La lectura de la Pasión de Jesús que este día del Triduo Pascual escuchamos sobrecoge. Y es difícil que algo, una vez escuchado año tras año, tantas veces, sobrecoja del modo en que lo hace el relato de la Pasión. Si uno se atreve a entrar en la escena de aquel día en Jerusalén tiene la posibilidad de situarse ante los acontecimientos y posicionarse ante ellos. Siempre me llamó mucho la atención Simón de Cirene, el padre de Rufo y Alejandro, “un trabajador” que al regreso de su dura jornada se encuentra de bruces con Jesús y con su cruz. ¿Pasaba por allí por casualidad? ¿Se hizo el encontradizo? Bueno, parece que le “forzaron” a ayudar a cargar la cruz de Jesús. No sabemos más de él.

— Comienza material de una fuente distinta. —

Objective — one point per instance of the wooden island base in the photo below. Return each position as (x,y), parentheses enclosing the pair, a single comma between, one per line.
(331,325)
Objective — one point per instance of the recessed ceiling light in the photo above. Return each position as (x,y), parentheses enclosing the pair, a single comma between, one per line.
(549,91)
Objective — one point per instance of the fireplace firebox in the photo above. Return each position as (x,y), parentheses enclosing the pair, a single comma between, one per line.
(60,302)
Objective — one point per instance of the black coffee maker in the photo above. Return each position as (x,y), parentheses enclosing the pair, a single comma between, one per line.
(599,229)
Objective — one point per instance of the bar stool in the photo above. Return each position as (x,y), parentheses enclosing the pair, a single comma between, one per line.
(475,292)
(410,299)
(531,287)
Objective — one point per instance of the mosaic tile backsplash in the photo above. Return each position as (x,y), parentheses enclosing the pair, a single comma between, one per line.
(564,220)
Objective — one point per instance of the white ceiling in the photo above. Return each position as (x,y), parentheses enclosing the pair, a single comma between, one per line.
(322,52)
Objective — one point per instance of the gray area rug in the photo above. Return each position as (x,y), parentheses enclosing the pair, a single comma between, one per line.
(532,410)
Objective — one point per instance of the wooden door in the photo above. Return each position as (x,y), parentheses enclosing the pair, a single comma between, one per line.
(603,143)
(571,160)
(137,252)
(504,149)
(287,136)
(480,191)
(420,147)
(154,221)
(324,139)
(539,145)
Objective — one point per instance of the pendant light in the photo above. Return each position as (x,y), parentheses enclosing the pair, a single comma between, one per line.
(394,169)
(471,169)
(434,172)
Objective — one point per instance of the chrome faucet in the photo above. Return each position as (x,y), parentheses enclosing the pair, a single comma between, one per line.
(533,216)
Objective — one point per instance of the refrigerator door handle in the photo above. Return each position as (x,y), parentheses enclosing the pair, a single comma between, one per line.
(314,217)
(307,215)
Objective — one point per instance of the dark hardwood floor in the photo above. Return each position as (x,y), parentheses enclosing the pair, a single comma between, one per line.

El caso es que acompañó a Jesús… me lo imagino días después, al ver que Aquel a quien ayudó resucitaba de entre los muertos y verdaderamente era el Hijo de Dios, el Dios con nosotros, el Salvador del mundo.

Siempre que llega el viernes santo intento pensar cuántas cruces conozco, en mí y en los demás. Cuántas cruces propias necesito convertirlas en signos de vida y de esperanza. Cuántas cruces ajenas puedo (debo, quiero, me gustaría, estoy llamado a…) cargar sobre mí, a pesar de mi cansancio, a pesar de volver del trabajo duro de una jornada… ¿cuántas?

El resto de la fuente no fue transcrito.